Mitchell and his co-architect, Dr John Bruce Jessen, are supposed to return to the stand at the next hearings, but now, it will likely be at least nine months between the last and next testimonies.
“Clearly, they are in a different position with a long gap in the middle of their testimony than they would be in just simply testifying,” Connell said. “They may go and look up more information, they may think of different material, they may forget material.”
At dispute is whether testimonies the defendants gave to the FBI in 2007 months after they were transferred from black sites to Guantanamo are also tainted by CIA torture. The defence teams say they have evidence that the FBI and CIA worked together both at the black sites and at Guantanamo, and these confessions to FBI “clean teams”, who were sent in to obtain torture-free information that could be used in a court of law, cannot be considered as if their clients had not already been tortured.

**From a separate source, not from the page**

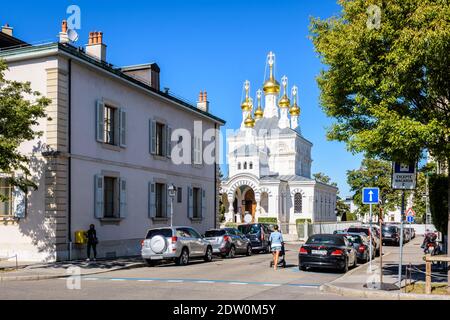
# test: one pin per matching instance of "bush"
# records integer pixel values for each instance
(268, 220)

In yet another war court twist, the first judge ruled before retiring in 2018 that the prosecution could not use FBI testimonies in the trial before his successor asked the next year that the ruling be reconsidered. He stepped down before he-himself could make a decision, as did the third judge.
“This should have been a pretty straightforward case,” Koh said, “but it was corrupted by pointless torture. But even if this justice system succeeded in convicting them, why on earth would anybody in the outside world consider that credible justice? If the Chinese started holding people offshore in maximum-security prisons, and the Russians did that, we would be the first to object.”
A fool’s errand
Cohen had set a trial date for January 2021, an ambitious declaration when announced in mid-2019, and tried to efficiently work his way through a large docket of pretrial filings. But that start date has already been delayed to March, and now with Cohen’s retirement, Harrington’s release, and COVID-19 delaying the case further, a trial before 2022 at the earliest, more than two decades after 9/11, appears unlikely.
Koh said, however, that the government abandoning military commissions still appears unlikely because of the financial and resource-investment given to them over a period of so many years.
“These are the trials that have to prove that it was all worth it,” he said. “So, there’s increasing unwillingness to abandon these cases, because they would just prove that we were all on a fools’ errand.”
With COVID-19, the US is currently facing its biggest international crisis since 9/11. The coronavirus has exposed many longstanding societal fault lines in the US and has caused ideas once considered fringe to enter the mainstream.
Guantanamo Bay is in many ways emblematic of a bygone era. The offshore prison represents 9/11’s enduring hold over the threats the US has seen in the world, the unprecedented resources invested in terrorism-related security, and the willingness to bend the rule of law in pursuit of desired ends. To Connell, now is a time to reevaluate these outlooks.
“Guantanamo in many ways feels like a mistake of the past,” Connell said, “although the consequences of it persist in the present. It seems like an excellent time to reorient US policy to the new threats that the United States faces instead of continuing with the mistakes of the past.”